Wuensche 1986b : An approach is presented that combines dynamical models of 3D motion with geometric models of the scene and the laws of perspective projection to estimate all motion parameters necessary to control a mobile robot vehicle. The approach is demonstrated by autonomous control of a jet propelled air-cushion vehicle, navigating through a technical environment with three degrees of motion freedom and performing a rendezvous maneuver with a passive partner. Features of the partner and other objects in the scene, the 3D shapes of which are known, are looked for and then tracked by the processors of a multi-microprocessor system. A sequential Kalman filter formulation is used to detect and to cope with variable feature visibility due to occlusion and motion while determining the complete relative motion state without inversion of the projection equations. A scheme is developed for always selecting those features for tracking which yield the best state estimate, the quality of which is demonstrated by physical docking with a static partner. The system operates at 0.13 seconds cycle time, half of which is spent for I/O operations. Experimental results are given.
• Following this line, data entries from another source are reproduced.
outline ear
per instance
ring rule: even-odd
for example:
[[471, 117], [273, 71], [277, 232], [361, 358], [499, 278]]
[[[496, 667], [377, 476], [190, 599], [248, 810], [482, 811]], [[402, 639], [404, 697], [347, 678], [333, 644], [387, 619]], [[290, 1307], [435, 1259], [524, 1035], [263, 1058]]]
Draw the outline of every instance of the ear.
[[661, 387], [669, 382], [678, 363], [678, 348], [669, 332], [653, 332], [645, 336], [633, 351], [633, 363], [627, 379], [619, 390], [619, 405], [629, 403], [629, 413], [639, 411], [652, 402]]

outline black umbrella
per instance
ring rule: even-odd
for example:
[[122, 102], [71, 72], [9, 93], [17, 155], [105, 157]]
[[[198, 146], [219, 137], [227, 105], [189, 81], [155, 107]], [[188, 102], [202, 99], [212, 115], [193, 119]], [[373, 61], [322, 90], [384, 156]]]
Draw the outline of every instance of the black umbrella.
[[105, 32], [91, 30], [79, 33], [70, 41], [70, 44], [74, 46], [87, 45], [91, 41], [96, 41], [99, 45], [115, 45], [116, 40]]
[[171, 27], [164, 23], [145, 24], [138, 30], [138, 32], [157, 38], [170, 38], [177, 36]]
Visual detection of motion and control of locomotion are two apparently different tasks being, however, tightly connected in biological evolution. Most living beings able of controlled locomotion have vision systems as the main source for motion information, although many of them do not have pictorial vision. Apparently, the latter is not necessary for motion detection. This is confirmed by psychological research like the work of Johannson [1,2], showing that humans are able to detect and understand complex motions like those of a walking person even if only a few features of these persons are tracked: watching bright spots attached to the main joints of persons walking in the dark is sufficient. This suggests that good models of typical motion behavior exist in the human knowledge base, which allow to successfully interpret image sequences even if very few information is contained in single images of this sequence.
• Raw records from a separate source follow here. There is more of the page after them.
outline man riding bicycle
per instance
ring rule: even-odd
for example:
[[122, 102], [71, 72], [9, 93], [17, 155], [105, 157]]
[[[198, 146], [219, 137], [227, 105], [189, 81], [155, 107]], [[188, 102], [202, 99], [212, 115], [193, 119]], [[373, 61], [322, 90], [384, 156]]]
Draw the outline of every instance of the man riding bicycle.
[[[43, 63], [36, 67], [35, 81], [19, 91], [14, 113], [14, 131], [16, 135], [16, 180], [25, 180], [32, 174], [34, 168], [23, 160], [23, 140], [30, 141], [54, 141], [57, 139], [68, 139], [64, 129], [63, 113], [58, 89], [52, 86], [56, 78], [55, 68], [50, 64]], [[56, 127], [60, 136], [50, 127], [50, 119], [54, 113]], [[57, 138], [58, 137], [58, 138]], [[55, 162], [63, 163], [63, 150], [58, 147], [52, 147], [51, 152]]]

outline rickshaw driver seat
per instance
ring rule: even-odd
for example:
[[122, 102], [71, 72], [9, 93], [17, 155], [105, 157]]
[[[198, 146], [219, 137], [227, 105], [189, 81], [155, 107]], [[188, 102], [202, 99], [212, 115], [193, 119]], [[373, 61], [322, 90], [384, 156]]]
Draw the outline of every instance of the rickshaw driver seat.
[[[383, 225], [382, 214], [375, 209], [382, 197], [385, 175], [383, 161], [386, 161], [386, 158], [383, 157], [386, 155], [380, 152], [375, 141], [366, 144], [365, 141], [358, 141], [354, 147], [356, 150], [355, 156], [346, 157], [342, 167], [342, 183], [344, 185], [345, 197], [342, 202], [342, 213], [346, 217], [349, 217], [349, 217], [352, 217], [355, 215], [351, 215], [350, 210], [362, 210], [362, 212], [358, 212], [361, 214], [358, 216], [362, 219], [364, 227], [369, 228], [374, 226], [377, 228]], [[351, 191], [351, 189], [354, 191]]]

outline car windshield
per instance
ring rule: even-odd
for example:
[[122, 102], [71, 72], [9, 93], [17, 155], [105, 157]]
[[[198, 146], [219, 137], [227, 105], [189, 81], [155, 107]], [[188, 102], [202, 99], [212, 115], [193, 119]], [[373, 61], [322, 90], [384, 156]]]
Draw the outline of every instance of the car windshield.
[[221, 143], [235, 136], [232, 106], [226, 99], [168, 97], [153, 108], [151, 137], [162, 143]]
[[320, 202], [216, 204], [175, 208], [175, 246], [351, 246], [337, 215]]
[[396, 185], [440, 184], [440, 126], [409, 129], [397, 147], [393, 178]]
Several robot vision systems have been investigated by numerous authors in the past, most of which try to make use of the pictorial information contained in vision. This leads to the computationally expensive effort to solve the generally nonlinear projection equations, at least approximately, for the sought relative position values , or to recover 3D motion directly from 2D optical flow [4,5]. If the task is not simplified by considering only special markings in the scene [6,7] slow overall performance is achieved which in turn poses additional correspondence problems not present in continuous dynamic scenes.
This “inversion problem” is avoided in the presented approach. It combines dynamical models as used in modern control theory for describing the motions of the vehicle and/or other objects in the scene with geometric object models and the laws of perspective projection to determine all relative motion parameters necessary to control robot motion. This approach is outlined together with the hardware concept used in the next section. Then the air-cushion vehicle is introduced, which allows some interesting aspects of vision to be examined because it is capable of independent motion in three degrees of freedom. The rendezvous task is outlined thereafter. It was chosen not only because the air-cushion vehicle may be viewed as a satellite model with the development of vision-based satellite rendezvous maneuvers being the objective of this research, but also because rendezvous maneuvers constitute a high precision navigation task requiring exact motion estimation and thus are of general interest. After the motion estimation is detailed in the main body of the paper, a feature selection scheme is presented for always selecting those features for tracking that provide the best motion estimate possible while features appear and disappear due to motion and occlusions in the scene. Results are presented, finally, that show the approach to yield reasonable motion estimates even if only one feature is visible for many cycles.